I've still managed to lose a few fish over time to sickness, which on reflection will have been down to insufficient water changes and/or cleaning out filters
This would take a lot of info to possibly sort out, and I am not much on disease issues having had so very few in my 30 years keeping fish. There is a lot involved. We can move on.
So presumably the plants are not enough to 'eat' all the ammonia that's produced.
Possibly, but you do have some faster growing plants (the stem plants), and these are your better consumers of ammonia/ammonium than say ferns, mosses, and Anubias. There is some pennywort on the upper fight in the photo, I would develop this into a floating plant. Untangle the stems and lay them across the surface. This stem plant makes a very attractive floater. The leaves will all turn to lie flat, and the roots will dangle into the water. I had good results with this plant. Some other good floaters are Water Sprite, Frogbit and Water Lettuce. Water Sprite is my overall favourite, in my view every tank should have this floating, it is an incredible water purifier--often called an ammonia sink because it can assimilate so much ammonia/ammonium.

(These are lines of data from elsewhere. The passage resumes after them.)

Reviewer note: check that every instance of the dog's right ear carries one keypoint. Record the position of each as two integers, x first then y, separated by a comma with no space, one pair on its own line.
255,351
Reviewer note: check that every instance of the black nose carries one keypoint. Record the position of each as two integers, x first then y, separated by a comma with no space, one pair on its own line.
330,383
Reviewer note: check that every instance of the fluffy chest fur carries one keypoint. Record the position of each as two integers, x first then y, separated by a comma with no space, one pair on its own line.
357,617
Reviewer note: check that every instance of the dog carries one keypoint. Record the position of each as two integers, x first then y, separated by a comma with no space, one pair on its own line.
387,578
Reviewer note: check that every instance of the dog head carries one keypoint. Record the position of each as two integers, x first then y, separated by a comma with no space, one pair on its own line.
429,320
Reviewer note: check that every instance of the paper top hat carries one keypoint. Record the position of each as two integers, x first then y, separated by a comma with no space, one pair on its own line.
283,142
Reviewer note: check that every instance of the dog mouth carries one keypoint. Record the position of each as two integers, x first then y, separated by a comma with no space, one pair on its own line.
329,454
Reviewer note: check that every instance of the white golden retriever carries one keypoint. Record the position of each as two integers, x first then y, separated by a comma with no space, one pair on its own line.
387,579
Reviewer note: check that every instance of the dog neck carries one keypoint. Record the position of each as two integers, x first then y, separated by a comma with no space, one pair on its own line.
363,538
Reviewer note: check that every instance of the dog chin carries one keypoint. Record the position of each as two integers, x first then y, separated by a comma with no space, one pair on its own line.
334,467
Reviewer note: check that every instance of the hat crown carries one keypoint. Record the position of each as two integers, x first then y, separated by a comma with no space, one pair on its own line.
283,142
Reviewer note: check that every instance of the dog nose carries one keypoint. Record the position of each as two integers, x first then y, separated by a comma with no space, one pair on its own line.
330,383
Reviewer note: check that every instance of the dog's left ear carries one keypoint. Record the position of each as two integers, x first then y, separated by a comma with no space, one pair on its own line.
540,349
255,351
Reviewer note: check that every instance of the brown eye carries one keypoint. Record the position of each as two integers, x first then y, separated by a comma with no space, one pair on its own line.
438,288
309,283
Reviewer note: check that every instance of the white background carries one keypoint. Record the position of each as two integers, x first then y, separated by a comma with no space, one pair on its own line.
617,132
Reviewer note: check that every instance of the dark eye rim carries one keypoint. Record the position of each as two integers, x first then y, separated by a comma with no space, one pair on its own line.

So one is still relying on a mix of plants and other filtration material, plus water changes to deal with the nitrates being produced as a result of the bacteria's work. Is this correct?
Yes and no. The plants' capabilities (as I just discussed above) can result in most of the ammonia being immediately taken up. And this is non-stop, day or night. Some ammonia will (so they say) still feed ammonia-oxidator nitrifying bacteria/archaea, and what does will naturally cause nitrite and then other bacteria resulting in nitrate. But I have never been able to measure ammonia or nitrite in any fish tank--and some of them were quite heavily stocked I thought. Nitrates always measured in the 0 to 5 ppm range using the API liquid test, which may have been 0 or 1 or 2 or...5 ppm for all I know. But it never went above that first colour range, except once in the 90g and that is another story. You want to see zero ammonia and nitrite obviously, but you also want nitrate at zero or as close as possible, permanently.
You do not have a heavy stocking here, so I would never expect to see these three if all is well. Assuming nitrate is zero in your source water, the plants plus significant water changes should keep nitrate as low as possible.
Water changes should be regular (once a week) and substantial (50%, or more--I did 60-70% for years. Provided the parameters--which here refers to GH, pH and temperature--of tap water and tank water are basically the same, you cannot do harm with water changes. No fish in its habitat lives in exactly the same water from one respiration to the next; we cannot hope to match that, but it does exemplify the aim.